100 derecede mi kaynayacak bu oyun?
Paul’un çevresindeki insanlar, karakterimizin yaptığı hareketlere, kararlarına göre değişecek. Eğer acımasız biri olup, sorgulamadan insan öldürürsek çevremizdeki halk bizden korkmaya başlayacak, saygınlığımız azalacak ve bize karşı güvenirlikleri azalmış olacak. Sadece halkın değil, düşmanımızın ve başkanın da fikirleri de biraz önce belirttiğim etkenlere bağlı olarak değişecek.

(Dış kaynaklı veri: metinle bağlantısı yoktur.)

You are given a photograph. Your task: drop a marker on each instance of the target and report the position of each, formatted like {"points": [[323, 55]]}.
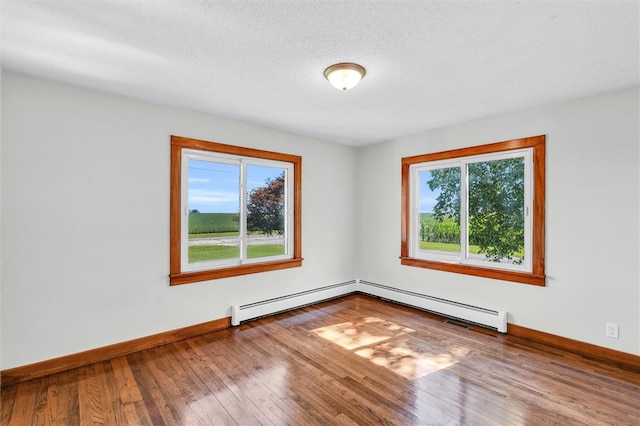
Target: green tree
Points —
{"points": [[265, 207], [495, 205]]}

Boiling Point maalesef görsel açıdan pek etkileyici durmuyor. Gerek ekran görüntülerinden, gerekse yayınlanan video’lardan gördüğüm kadarıyla oyunun grafikleri, bir Half Life 2, bir Doom 3’le yarışabielcek düzeyde değil. Ama yanlış anlaşılmasın; bu görüntülerin berbat olacağı anlamına kesinlike gelmiyor. Kendi mamülleri olan grafik motorunu kullanan yapımcılar, istedikleri herşeyi bu motorlar kolayca yapabildiklerini söylüyorlar. Ayrıca oyundaki görüş alanı da Far Cry ya da Half Life 2’deki gibi gayet geniş olacak. Fizik motoru hakkında bir bilgi bulunmadığından net biir bilgi söyleyemiyoruz maalesef.
Ama bu oyun, su değil!
Oyunda alternatif silahlar da bulabileceksiniz. Bu alternatif silahlar arasından yayınlanan son video’da gördüğüm ve çok hoşuma giden içi reçelle dolu olduğunu sandığım bir kap bulunuyor. Bu kabı düşmana doğru fırlattığımızda, bir grup böcek bu reçelin kokusunu duyuyor ve düşmana doğru saldırıyor. Tabii, bizde bu reçelin yakınındaysak eğer, böceklerin ikinci hedefi de biz olmuş oluyoruz.
Daha kaynamasına var
Boiling Point’in çıkış tarihi şimdilik belli değil ama ilkbaharın sonlarına doğru piyasaya sürülmesi bekleniyor. Oyunun yapımcısı Deep Shadows’un çok dikkatli olması lazım zira bu yıl aynı dönemlerde çıkacak STALKER gibi çok ciddi ve küçümsenmeyecek bir rakibi var. Bu yüzden Boiling Point aceleye getirilmeden geliştiriliyor. Yeni bir Doom 3 – Half Life 2 kapışması bu ikilide de olur mu bilinmez ama bizi bu yıl çok kaliteli oyunların beklediğini söyleyebilirim. Ne diyelim, umarım Boiling Point oyuncuların elinde patlamaz ve başarılı bir oyun oynamış oluruz.